Le saviez-vous ? Dans un an, la bio sera quinqua et soufflera ses 50 bougies. Si elle pouvait produire un extrait de naissance, on y lirait qu'elle est née officiellement à Bordeaux, où s'est tenu le premier congrès de l'agriculture biologique, en 1969. Car c'est alors qu'a été rédigé le cahier des charges et des bonnes pratiques qui a inspiré la première charte du bio, publiée plus tard en 1974 par l'association  Nature et Progrès. Elle-même créée en 1964, pour "promouvoir toutes les méthodes d'agriculture biologique", afin de "sortir du sectarisme, des dogmes et déjà, de dérives mercantiles".

Une pépite parmi tant d'autres à glaner dans le nouveau livre roboratif et foisonnant d'infos de Frédéric Denhez, "Le bio, au risque de se perdre", publié aux éditions Buchet-Chastel.
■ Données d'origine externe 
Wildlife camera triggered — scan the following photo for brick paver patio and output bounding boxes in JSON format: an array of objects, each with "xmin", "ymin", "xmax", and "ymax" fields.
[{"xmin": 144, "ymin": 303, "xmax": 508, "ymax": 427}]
La crise de croissance de la bio

critique,livre,frédéric denhezAu fil de ses ouvrages sur le climat, l'énergie, la pollution, la biodiversité et les sols, la verve enjouée de ce journaliste à la plume verte, spécialiste des questions environnementales et collaborateur régulier de "CO2 mon amour" sur France Inter, ne se dément pas. Amoureux fou de la nature, de l'agriculture et de ses paysans, il s'attaque ici à la crise de croissance de la bio. Avec une consommation en hausse de + 20%  par an depuis cinq ans, alors que la surface agricole utile cultivée en bio n'est que de 6% , confrontée à la loi de l'offre et de la demande, elle subit aujourd'hui la menace du système de la grande distribution, qui a repéré le bon filon. 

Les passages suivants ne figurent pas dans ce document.